Romantisch: Promenade von Haapsalu. © Rivo Veber

Tour durch Haapsalu

Bitte einsteigen und weiterfahren: Etwas weiter nordwestlich von Pärnu finden Reisende mit Haapsalu gleich die nächste Küsten- und Kurstadt. Das ruhige und freundliche Städtchen diente einst als Sommerresidenz des russischen Adels. Bereits 1825 wurde hier das erste Schlammbad eröffnet, und auch heute noch stehen in der Wellness-Destination mehrere Thalasso-Spas zur Auswahl. Aber auch kulturell punktet der Ort – etwa mit einer gut erhaltenen Altstadt auf einer Halbinsel. Die flachen Mäander des Meeres und ein Gürtel von Holzhäusern lassen sich dabei gut zu Fuss erkunden. Ebenfalls altehrwürdig präsentiert sich daneben Schloss Haapsalu aus dem 13. Jahrhundert. Das Museum mit seiner mittelalterlichen Geschichte, die südliche Kathedrale und der Burggraben mit Kinderspielplatz gehören hier zu den Attraktionen. Zudem soll in diesen Gemäuern der berühmteste Geist des Landes hausen: Die «weisse Dame» wird sogar mit einem eigenen Sommerfestival zelebriert.

Imposant: Burg von Kuressaare. © Robert Lindström

Residenz der Zarenfamilie

Auch Haapasalu verfügt über eine Promenade, die Flaneure magisch anzieht. Dass es hier besonders romantisch zugeht, beweisen gleich mehrere Hingucker am Wegesrand. Da wäre etwa die Tschaikowsky-Bank, die dem weltberühmten Komponisten gewidmet ist und auf der seither viele illustre Persönlichkeiten gesessen haben: Hier liess sich der Maestro beim Beobachten der Schwäne inspirieren; die Anfangstöne seiner berühmten 6. Sinfonie sind denn auch in den Dolomit-Stein der Bank eingraviert. Dann schreiten SpaziergängerInnen weiter zum Kursaal mit seinen filigranen Holzornamenten: Der Bau von 1898 erinnert noch einmal an die Sommerkultur der russischen Zarenfamilie und der Oberschicht von St. Petersburg, die im 19. Jahrhundert Stammgäste in Haapsalu waren.

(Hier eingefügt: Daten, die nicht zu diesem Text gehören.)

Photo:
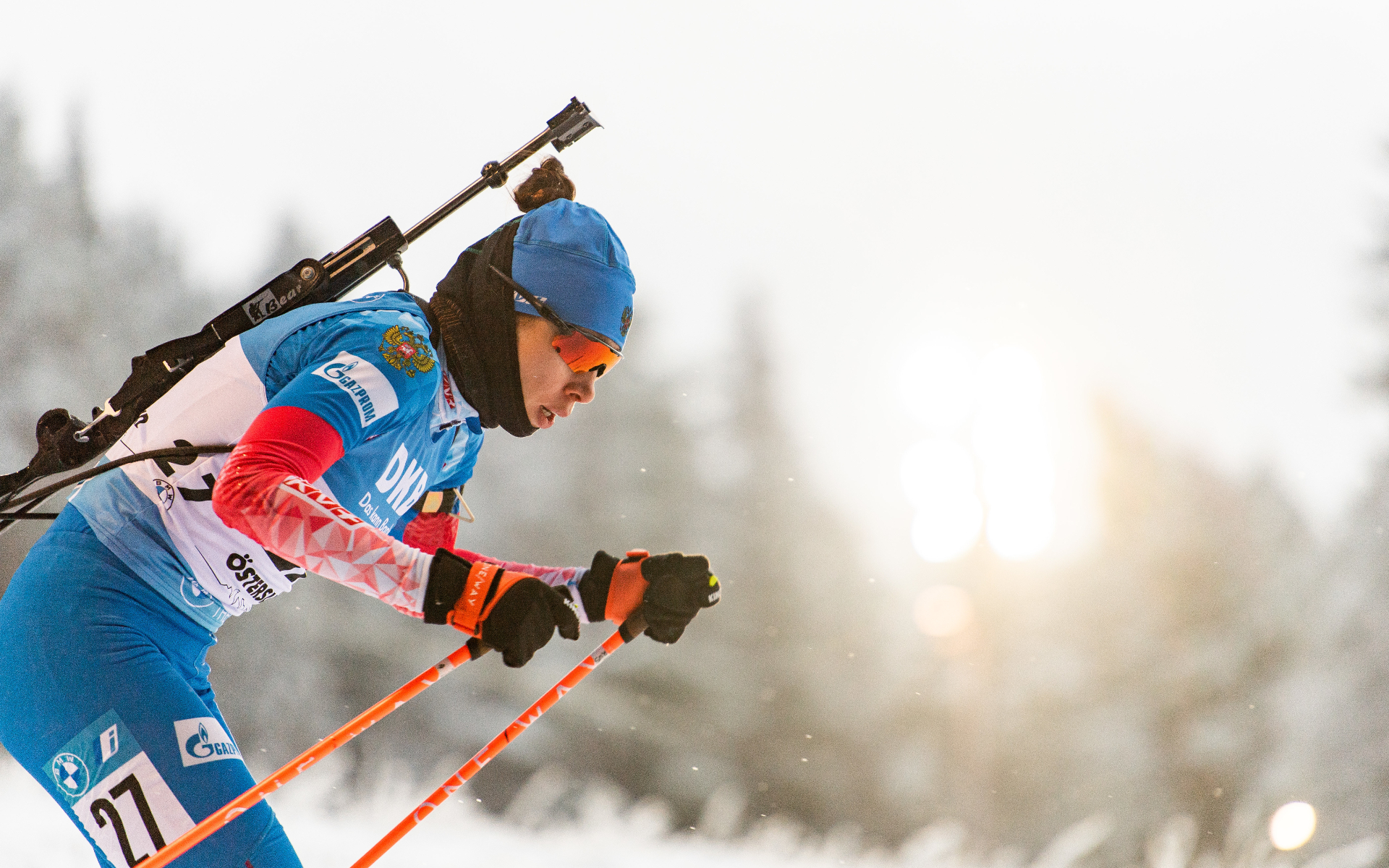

Muhu lässt sich per Velo erkunden. © Rivo Veber

Trio für die Fähre

Wenn die Strasse schon zum Meer führt, bietet sich natürlich ein Abstecher zu den vorgelagerten Inseln Estlands an. Unglaublich 2317 davon gibt es, doch im Sommer sind gerade die drei Hauptinseln einen Besuch wert. Da wäre erstens einmal Saaremaa: An ihren 900 Kilometern Küstenlinie finden Wasserratten sicher den passenden Strand, während Hobby-HistorikerInnen Sehenswürdigkeiten wie die Bischofsburg von Kuressaare bestaunen. Zweitens bringen Fähren ihre Passagiere auf die Insel Muhu. Das 198 Quadratkilometer grosse Eiland lässt sich perfekt mit dem Mietvelo durchstreifen, denn im flachen Terrain gelangen FahrerInnen rasch zum nächsten Dorf oder Strand. Besonders das bäuerliche Koguva ist hier ein gutes Beispiel für die traditionelle estnische Architektur. Die dritte Hauptinsel ist dann noch Hiiumaa. Sie ist unter anderem für ihre vielen Leuchttürme bekannt, doch auch ein Ausflug zum nördlichsten Lavendelfeld der Welt am Rande eines Meteoritenkraters lohnt sich.